Under the agreement, Sapa would acquire Indalex’s ten active plants in the US (six) and Canada (four), with 29 presses and a total capacity of about 315,000 tonnes per year. Indalex’s sales in 2008 were about 200,000 tonnes. Indalex has about 1,400 employees.
The transaction would allow Sapa to improve its geographical presence in North America, including an introduction into the Canadian region. Also, Sapa would be better positioned to service customers through improved painting, anodizing and fabrication capabilities. In addition, Sapa would be able to optimize customer value through the combined knowledge, experience and technical competence of the two companies. The combination has a significant potential of realizing cost synergies through plant restructuring and cost improvements in procurement, logistics and shared services. The new company would have the ability to further develop new end-use applications in North America, benefitting the customers and the extrusion industry as a whole.

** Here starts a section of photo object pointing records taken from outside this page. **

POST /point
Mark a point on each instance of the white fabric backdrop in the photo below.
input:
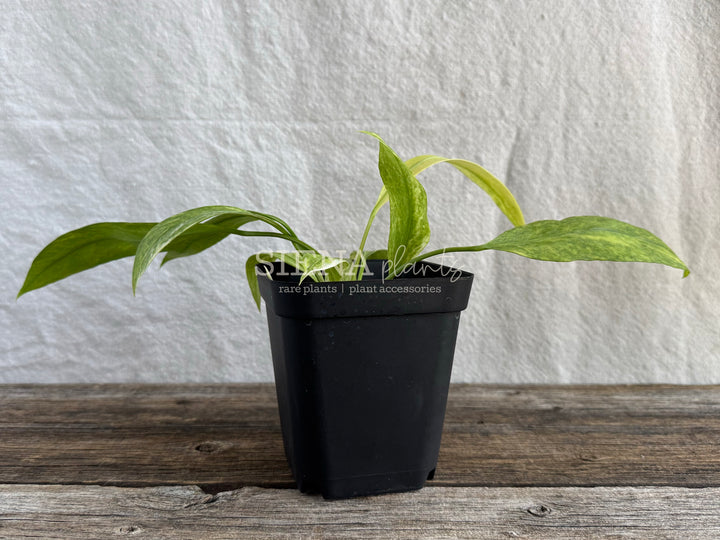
(136, 110)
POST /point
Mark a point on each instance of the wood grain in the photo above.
(228, 436)
(483, 513)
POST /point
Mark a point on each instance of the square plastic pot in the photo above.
(362, 371)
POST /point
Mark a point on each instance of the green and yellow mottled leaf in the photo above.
(586, 238)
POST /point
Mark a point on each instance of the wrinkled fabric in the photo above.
(133, 111)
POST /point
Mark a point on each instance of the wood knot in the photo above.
(130, 529)
(539, 510)
(208, 447)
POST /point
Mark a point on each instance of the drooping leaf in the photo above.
(171, 228)
(586, 238)
(251, 273)
(82, 249)
(409, 227)
(201, 237)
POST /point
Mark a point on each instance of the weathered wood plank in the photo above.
(482, 513)
(228, 436)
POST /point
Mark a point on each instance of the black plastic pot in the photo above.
(362, 371)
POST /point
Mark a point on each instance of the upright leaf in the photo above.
(498, 192)
(82, 249)
(409, 227)
(585, 238)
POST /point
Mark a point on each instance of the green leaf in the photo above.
(82, 249)
(499, 193)
(171, 228)
(251, 273)
(409, 227)
(202, 236)
(586, 238)
(310, 263)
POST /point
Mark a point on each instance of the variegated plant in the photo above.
(190, 232)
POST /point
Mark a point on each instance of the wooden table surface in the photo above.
(206, 461)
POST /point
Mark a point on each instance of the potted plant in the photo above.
(362, 345)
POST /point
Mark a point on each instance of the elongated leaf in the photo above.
(251, 273)
(311, 264)
(201, 237)
(499, 193)
(82, 249)
(409, 227)
(586, 238)
(169, 229)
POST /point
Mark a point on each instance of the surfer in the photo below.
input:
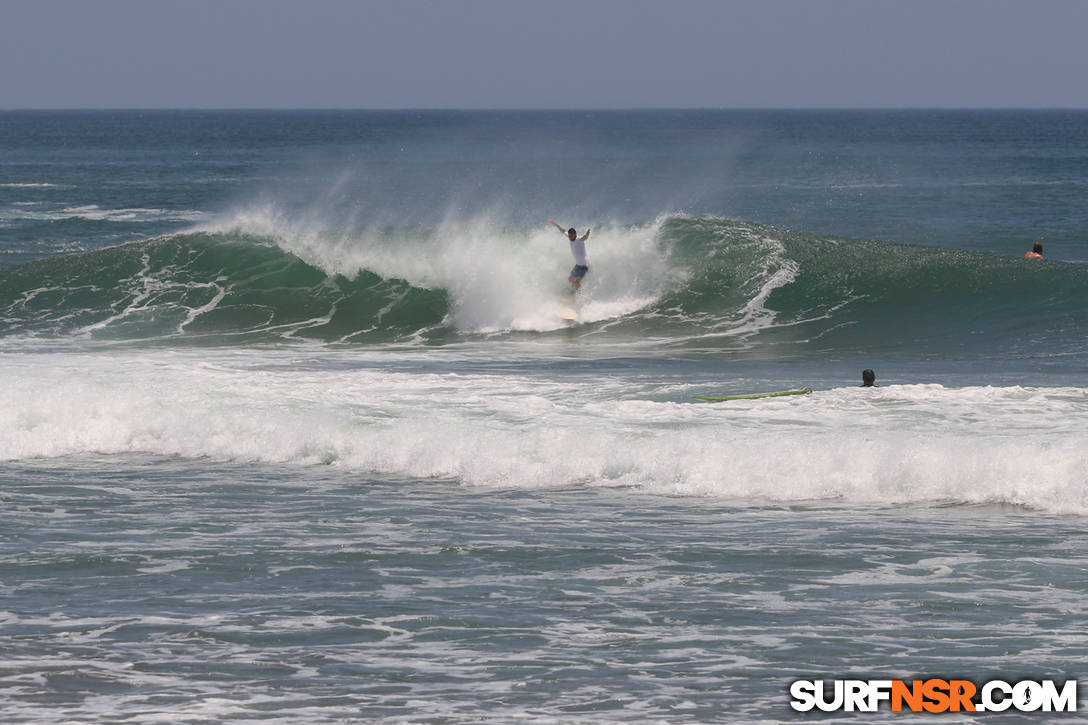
(578, 249)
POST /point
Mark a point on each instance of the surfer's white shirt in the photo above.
(578, 248)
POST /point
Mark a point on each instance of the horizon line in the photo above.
(532, 109)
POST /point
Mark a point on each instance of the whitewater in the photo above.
(293, 430)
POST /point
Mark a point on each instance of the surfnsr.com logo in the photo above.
(932, 696)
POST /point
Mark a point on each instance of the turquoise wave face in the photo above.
(679, 283)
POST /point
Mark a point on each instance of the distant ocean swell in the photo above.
(678, 281)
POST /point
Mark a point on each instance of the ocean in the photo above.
(293, 430)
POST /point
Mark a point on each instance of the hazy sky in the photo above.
(543, 53)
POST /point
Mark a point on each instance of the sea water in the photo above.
(293, 431)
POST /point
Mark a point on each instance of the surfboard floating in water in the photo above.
(752, 396)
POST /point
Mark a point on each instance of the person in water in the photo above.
(578, 249)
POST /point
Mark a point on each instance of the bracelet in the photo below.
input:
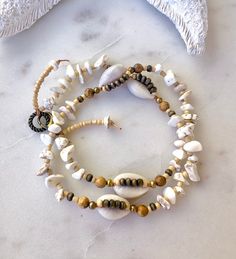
(185, 143)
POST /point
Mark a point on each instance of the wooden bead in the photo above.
(83, 202)
(164, 106)
(138, 68)
(89, 92)
(160, 180)
(142, 210)
(100, 182)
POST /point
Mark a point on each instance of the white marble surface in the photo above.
(202, 224)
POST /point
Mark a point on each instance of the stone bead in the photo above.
(142, 210)
(100, 182)
(138, 68)
(89, 92)
(83, 202)
(164, 106)
(160, 180)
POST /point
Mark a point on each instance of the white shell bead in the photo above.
(64, 82)
(193, 146)
(170, 78)
(56, 117)
(101, 62)
(70, 72)
(53, 180)
(46, 139)
(179, 153)
(179, 143)
(46, 154)
(54, 128)
(163, 202)
(78, 175)
(111, 74)
(72, 166)
(185, 95)
(192, 171)
(130, 192)
(112, 213)
(170, 195)
(187, 107)
(69, 114)
(61, 142)
(138, 89)
(174, 120)
(66, 153)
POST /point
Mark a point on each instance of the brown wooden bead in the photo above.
(164, 106)
(142, 210)
(160, 180)
(100, 182)
(89, 92)
(83, 202)
(138, 68)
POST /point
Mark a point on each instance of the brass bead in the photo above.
(164, 106)
(142, 210)
(83, 202)
(160, 180)
(100, 182)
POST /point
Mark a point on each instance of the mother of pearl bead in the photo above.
(130, 192)
(112, 213)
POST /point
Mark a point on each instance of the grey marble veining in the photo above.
(202, 224)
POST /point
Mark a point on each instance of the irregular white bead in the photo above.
(130, 192)
(54, 128)
(67, 152)
(179, 143)
(64, 82)
(111, 74)
(71, 104)
(185, 95)
(170, 78)
(163, 202)
(59, 195)
(193, 159)
(192, 171)
(170, 195)
(193, 146)
(46, 154)
(56, 117)
(57, 89)
(71, 166)
(174, 120)
(158, 68)
(61, 142)
(186, 130)
(101, 62)
(179, 177)
(112, 213)
(68, 113)
(53, 180)
(79, 71)
(186, 107)
(138, 89)
(88, 67)
(78, 175)
(70, 71)
(46, 139)
(179, 153)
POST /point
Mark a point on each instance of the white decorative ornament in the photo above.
(190, 19)
(138, 89)
(113, 213)
(130, 192)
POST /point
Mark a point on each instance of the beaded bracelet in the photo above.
(185, 134)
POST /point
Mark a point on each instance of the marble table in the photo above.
(202, 224)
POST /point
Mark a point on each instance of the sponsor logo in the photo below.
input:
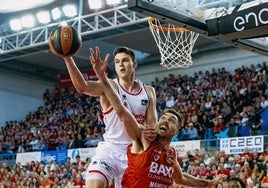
(256, 18)
(161, 169)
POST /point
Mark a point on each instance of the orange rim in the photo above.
(166, 29)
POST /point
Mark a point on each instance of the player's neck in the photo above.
(163, 142)
(129, 85)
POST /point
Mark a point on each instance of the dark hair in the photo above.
(172, 111)
(123, 49)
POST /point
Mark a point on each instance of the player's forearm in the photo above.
(75, 75)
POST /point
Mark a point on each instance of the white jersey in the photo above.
(137, 103)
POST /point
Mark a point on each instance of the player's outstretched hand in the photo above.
(218, 179)
(98, 64)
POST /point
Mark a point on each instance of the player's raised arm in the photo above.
(130, 123)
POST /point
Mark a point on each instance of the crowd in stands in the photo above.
(215, 100)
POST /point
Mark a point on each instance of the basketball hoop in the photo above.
(175, 44)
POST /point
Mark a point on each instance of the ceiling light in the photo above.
(15, 24)
(69, 10)
(43, 17)
(56, 13)
(113, 2)
(27, 21)
(94, 4)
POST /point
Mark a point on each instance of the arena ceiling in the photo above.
(41, 64)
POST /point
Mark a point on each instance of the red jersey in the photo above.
(153, 167)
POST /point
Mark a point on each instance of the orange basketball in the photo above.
(64, 41)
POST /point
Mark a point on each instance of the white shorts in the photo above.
(110, 161)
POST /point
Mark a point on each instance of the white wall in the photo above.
(19, 96)
(230, 59)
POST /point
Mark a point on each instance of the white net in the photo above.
(175, 44)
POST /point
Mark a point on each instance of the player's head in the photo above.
(168, 124)
(126, 50)
(125, 61)
(236, 183)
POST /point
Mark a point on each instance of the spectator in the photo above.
(192, 132)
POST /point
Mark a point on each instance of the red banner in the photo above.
(65, 80)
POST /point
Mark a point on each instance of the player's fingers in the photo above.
(97, 52)
(107, 57)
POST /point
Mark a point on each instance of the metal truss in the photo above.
(90, 26)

“I appreciate this opportunity to include Indalex in our North American operation,” Sapa President and CEO Bjørn Wiggen said. “The new combined unit will reflect the strengths of both organizations and represent a possibility to serve the customers even better. By optimizing the broad experience and technical knowledge in the two companies we will be able to bring new solutions to the market sooner.”
Said Jack Miller, Business Area President Sapa Profiles North America, “The agreement demonstrates Orkla’s and Sapa’s commitment to the North American extrusion market. Indalex is an excellent company with a long history in the industry. Combining the two companies will provide a wider product range and better geographic coverage than either company has alone. We will be able to offer our customers a range of products and services that is truly unique.”

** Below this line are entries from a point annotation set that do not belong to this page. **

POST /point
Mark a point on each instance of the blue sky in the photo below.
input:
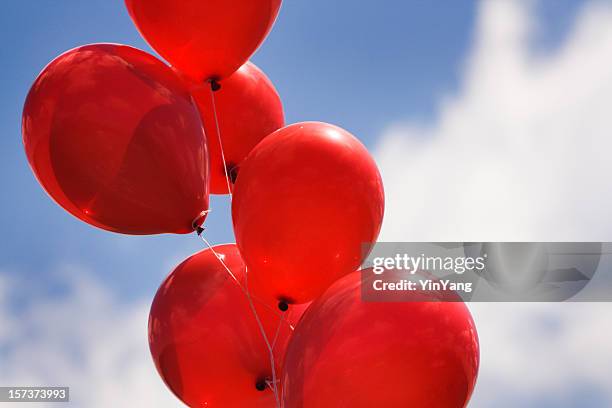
(367, 66)
(359, 65)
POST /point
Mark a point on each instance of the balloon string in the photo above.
(274, 386)
(245, 290)
(218, 129)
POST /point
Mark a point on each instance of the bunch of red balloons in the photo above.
(129, 144)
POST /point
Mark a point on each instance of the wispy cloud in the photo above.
(85, 339)
(521, 152)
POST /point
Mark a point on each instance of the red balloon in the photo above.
(308, 204)
(248, 109)
(205, 39)
(350, 353)
(204, 339)
(113, 135)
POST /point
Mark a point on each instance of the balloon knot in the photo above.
(283, 306)
(232, 172)
(260, 385)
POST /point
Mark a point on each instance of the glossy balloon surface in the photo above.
(205, 340)
(114, 137)
(248, 109)
(205, 39)
(348, 353)
(308, 204)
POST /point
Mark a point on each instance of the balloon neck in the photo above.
(232, 172)
(283, 305)
(198, 221)
(215, 85)
(260, 385)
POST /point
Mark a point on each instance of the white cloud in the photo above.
(522, 152)
(85, 339)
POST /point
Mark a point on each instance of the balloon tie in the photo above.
(215, 86)
(245, 290)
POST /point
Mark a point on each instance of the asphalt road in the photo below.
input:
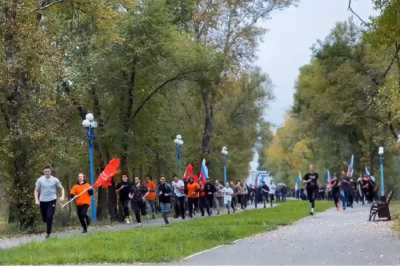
(329, 238)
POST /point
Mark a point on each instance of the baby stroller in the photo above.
(381, 208)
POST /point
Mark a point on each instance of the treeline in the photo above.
(148, 70)
(346, 102)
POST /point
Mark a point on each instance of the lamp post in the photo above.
(178, 146)
(381, 152)
(90, 124)
(224, 152)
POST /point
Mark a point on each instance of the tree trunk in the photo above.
(21, 195)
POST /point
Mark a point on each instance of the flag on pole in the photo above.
(105, 178)
(367, 173)
(188, 172)
(203, 172)
(328, 176)
(350, 167)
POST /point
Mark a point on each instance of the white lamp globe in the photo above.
(86, 123)
(90, 117)
(381, 150)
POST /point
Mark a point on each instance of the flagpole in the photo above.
(75, 197)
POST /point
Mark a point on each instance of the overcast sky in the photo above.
(286, 46)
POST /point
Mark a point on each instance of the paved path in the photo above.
(329, 238)
(6, 243)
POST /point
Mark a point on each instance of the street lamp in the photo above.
(381, 152)
(224, 152)
(90, 124)
(178, 146)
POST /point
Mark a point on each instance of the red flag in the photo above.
(188, 172)
(105, 178)
(195, 178)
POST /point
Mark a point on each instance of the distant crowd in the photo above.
(148, 197)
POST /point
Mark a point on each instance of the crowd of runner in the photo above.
(184, 198)
(148, 197)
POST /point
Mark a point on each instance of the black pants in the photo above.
(82, 215)
(192, 204)
(180, 207)
(136, 208)
(125, 208)
(47, 210)
(311, 195)
(336, 197)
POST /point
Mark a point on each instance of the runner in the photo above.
(345, 187)
(311, 183)
(164, 196)
(143, 190)
(203, 200)
(46, 196)
(334, 188)
(150, 197)
(193, 195)
(265, 193)
(272, 191)
(228, 192)
(245, 196)
(83, 201)
(209, 189)
(179, 193)
(219, 196)
(123, 189)
(136, 198)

Tim Stubbs, Indalex President and CEO, said: “This would be a natural fit for both companies. Our customer-focused operating strategies match well and the long-standing commitment to the extrusion industry through investment and modernization are mutual. The strengths of both companies will fit well to provide our customers with unmatched capacity, capabilities and commitment.”

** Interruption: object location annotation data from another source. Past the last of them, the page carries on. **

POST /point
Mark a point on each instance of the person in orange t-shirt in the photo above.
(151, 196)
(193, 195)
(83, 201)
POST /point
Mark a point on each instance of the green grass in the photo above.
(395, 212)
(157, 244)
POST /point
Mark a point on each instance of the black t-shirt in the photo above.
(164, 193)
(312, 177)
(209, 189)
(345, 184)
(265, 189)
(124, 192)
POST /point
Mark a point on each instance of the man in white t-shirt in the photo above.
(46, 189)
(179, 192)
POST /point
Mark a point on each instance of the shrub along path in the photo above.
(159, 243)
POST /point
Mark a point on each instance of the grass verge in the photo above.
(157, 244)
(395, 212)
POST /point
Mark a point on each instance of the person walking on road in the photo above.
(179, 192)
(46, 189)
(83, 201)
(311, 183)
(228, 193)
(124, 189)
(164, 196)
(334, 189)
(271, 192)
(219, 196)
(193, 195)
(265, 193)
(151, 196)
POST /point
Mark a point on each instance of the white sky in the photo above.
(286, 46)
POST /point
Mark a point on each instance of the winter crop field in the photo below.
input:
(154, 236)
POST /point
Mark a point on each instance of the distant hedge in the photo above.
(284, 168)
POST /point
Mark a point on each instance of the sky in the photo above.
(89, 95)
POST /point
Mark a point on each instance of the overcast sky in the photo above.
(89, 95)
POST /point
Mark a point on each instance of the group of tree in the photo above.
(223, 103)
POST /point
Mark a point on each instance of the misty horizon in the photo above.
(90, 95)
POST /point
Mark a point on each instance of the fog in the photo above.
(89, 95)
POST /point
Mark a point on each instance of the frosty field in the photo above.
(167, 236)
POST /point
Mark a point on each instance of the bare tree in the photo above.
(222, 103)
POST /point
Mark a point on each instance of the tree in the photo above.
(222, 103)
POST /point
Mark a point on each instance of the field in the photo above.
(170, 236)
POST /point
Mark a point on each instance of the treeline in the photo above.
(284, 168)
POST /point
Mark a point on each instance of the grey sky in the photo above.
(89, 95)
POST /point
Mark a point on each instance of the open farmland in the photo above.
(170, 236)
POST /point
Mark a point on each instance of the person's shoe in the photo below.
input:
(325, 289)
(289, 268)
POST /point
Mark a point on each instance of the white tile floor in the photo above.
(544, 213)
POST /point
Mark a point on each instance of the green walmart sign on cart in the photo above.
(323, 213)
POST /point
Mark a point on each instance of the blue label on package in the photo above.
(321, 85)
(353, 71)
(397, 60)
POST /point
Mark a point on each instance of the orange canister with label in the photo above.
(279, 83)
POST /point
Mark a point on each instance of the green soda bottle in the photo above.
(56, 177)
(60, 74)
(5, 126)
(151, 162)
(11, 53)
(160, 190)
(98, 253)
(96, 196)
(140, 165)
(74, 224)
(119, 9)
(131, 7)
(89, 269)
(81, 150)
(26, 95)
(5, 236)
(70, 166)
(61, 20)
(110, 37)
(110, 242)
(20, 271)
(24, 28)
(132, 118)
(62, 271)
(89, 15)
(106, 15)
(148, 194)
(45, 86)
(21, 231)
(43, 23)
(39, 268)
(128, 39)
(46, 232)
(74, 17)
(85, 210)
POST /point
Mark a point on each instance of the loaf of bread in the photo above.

The agreement signed in New York is part of a motion filed with the bankruptcy court in Delaware, along with sale and bid procedures, pursuant to Section 363 of the United States Bankruptcy Code. The motion is scheduled to be heard on July 2, at which time Sapa is expected to be selected as the “stalking horse” bidder. In the event that competitive bids are received from other qualified bidders, a bankruptcy auction will be held around July 16. Final approval of Sapa’s agreement or the auction outcome is expected by the end of July.